A few weeks ago, I described some of the issues we faced in producing a PDF of Content Strategy 101 from DITA sources.  Time and space didn’t permit me to finish the list of changes out.  Now I can.

The issues I didn’t address were:

  • Improved widow and orphan handling in tables and lists
  • Extensive table customization
  • Options for formatting definition lists (dl element) as a table or as a list
  • Support for two-column output of simple lists
  • Automatic generation of cover and copyright pages from bookmap metadata

Widow and orphan handling in tables and lists

Widow and orphan handling is one of those areas where XSL-FO is often criticized.  However, there are a number of problem areas, particularly table rows and lists, that I was able to fix.

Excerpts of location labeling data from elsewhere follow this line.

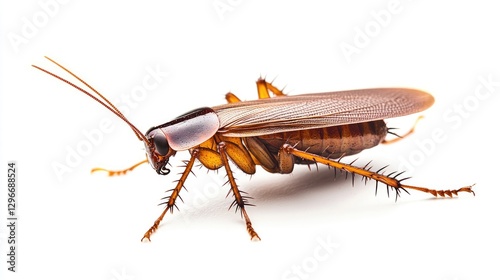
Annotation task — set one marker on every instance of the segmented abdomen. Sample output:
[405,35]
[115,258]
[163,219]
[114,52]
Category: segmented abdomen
[332,142]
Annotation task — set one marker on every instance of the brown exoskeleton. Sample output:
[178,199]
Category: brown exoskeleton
[276,133]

The solution lies in XSL-FO itself and the XSL attribute sets.

Unlike CSS—where the selectors are static and know nothing about the context of the HTML tags to which they will be applied—XSL attribute sets are evaluated every time a stylesheet uses xsl:use-attribute-set. This means the attribute set can query the current context in which it will be applied. I modified the table row and list item attribute declarations so that the current element determines where it is in relationship to its siblings. If the row or list item is near the beginning or end of a list, the keep-with-previous or keep-with-next attribute value is set to “always.”

Extensive table customization

In the earlier blog post, I described how I modified the templates so that table titles could be repeated across page breaks. Actually, I implemented several other features that improved the table processing. One was the widow and orphan control mentioned above. The other main improvement was in allowing us to specify the properties for table rules in the basic-settings file.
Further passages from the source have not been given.